Manos did not provide details of the design, saying only that the custom-designed high-density box included servers, networking and storage. The basic idea behind the project was to create a data center that did not require a building, could be deployed anywhere and needed minimal or no staff, he wrote.

“The inherent flexibility of the design allows us a greater number of places around the planet we can deploy capacity to,” Manos wrote. “We are no longer tied to traditional data center facilities or colocation markets.”

This does not mean AOL will stop using traditional data centers, he clarified.
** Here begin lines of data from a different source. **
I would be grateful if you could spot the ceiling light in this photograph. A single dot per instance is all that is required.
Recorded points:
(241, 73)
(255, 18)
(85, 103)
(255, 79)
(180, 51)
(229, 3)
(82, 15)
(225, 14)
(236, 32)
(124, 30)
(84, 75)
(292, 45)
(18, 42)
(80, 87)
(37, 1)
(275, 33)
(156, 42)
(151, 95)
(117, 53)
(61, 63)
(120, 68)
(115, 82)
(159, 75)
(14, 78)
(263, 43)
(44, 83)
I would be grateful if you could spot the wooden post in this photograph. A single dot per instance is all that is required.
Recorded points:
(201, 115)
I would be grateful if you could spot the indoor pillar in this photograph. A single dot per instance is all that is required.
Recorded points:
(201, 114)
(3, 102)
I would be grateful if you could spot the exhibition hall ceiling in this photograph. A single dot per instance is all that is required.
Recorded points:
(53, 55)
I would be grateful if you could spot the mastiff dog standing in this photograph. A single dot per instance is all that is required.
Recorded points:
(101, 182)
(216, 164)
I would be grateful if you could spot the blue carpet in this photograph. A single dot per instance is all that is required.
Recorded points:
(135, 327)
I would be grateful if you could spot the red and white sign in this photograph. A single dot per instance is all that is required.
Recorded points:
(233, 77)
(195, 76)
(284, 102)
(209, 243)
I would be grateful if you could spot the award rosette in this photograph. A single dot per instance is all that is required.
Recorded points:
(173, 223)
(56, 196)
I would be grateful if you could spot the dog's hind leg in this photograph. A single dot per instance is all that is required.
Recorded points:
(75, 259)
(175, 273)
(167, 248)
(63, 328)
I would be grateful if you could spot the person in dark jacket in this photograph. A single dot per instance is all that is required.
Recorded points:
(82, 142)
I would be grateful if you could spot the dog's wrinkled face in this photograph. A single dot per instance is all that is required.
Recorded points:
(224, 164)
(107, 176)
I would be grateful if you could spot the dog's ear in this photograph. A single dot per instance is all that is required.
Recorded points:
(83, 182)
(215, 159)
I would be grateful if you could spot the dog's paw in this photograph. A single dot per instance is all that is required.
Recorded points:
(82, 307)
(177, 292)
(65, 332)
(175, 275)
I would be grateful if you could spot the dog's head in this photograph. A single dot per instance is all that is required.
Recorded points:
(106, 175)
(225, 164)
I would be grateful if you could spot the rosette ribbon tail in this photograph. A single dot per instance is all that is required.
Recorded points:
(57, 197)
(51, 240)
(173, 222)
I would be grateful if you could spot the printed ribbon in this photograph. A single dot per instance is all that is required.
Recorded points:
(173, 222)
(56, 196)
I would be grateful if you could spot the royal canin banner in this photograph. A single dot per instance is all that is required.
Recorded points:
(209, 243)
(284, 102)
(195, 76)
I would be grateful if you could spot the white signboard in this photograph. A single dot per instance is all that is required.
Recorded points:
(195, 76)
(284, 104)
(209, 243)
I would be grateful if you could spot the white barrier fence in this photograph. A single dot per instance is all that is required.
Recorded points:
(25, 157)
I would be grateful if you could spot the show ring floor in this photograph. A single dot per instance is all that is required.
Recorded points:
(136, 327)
It means the company now has another infrastructure option.

The Micro Data Center is meant to be part of the infrastructure hosting AOL’s internally developed cloud environment and will help make this environment highly distributed geographically.
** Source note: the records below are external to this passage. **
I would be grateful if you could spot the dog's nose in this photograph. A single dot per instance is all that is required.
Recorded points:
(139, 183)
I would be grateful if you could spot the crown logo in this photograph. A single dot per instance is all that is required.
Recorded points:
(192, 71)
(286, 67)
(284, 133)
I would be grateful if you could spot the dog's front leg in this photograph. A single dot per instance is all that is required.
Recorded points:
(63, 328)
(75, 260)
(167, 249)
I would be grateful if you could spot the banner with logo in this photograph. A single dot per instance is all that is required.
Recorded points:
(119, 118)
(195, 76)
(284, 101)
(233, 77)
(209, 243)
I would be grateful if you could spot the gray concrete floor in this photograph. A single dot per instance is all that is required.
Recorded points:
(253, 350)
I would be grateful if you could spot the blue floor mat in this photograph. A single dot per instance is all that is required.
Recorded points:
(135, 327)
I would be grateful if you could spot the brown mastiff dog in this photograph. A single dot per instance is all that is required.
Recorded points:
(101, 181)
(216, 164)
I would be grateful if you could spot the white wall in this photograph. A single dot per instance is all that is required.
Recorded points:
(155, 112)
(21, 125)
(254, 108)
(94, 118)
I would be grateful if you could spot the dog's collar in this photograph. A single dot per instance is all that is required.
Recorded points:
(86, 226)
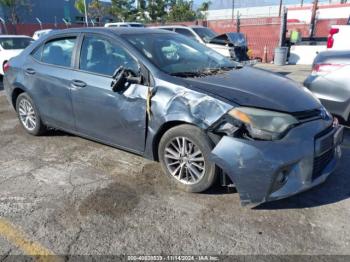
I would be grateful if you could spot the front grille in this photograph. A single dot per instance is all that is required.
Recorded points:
(321, 162)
This will allow the company to quickly launch new products in new markets. Manos calls the capability “community in a box.”

Manos said the technology was a game changer in terms of upfront and operational cost as well. The Micro Data Center strategy will allow AOL to have five times the amount of data center capacity at less than 10% of the cost and physical footprint of deploying traditional data center capacity, he wrote.
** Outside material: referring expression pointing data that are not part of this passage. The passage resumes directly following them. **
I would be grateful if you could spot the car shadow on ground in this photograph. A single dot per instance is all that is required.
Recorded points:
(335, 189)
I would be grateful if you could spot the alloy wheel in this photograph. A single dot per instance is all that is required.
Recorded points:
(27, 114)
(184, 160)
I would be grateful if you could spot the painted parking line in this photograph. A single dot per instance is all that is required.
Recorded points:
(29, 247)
These savings are possible because the box is highly dense (in terms of compute capacity), and because it does away or dramatically reduces costs like facility lease, depreciation, maintenance, support staff, etc.

“It ultimately drives us to a very low operational cost structure for delivering our products and services,” Manos wrote.

A lot of the work that went into creating the Micro Data Center built on technology developed for AOL’s fully automated data center that hosts primary infrastructure for the company’s cloud. Called ATC, the data center is a 100% lights-out facility, Manos wrote when he announced its launch in October 2011.

In March, AOL’s operations team was recognized by the Uptime Institute for participation in the Institute’s server round-up competition, where companies competed to take the biggest amount of underutilized IT equipment offline. AOL decommissioned about 9,500 servers as part of this effort, which represented a 26% turnover in the company’s server assets.

AOL spokesperson did not respond to a request for comment in time for publication.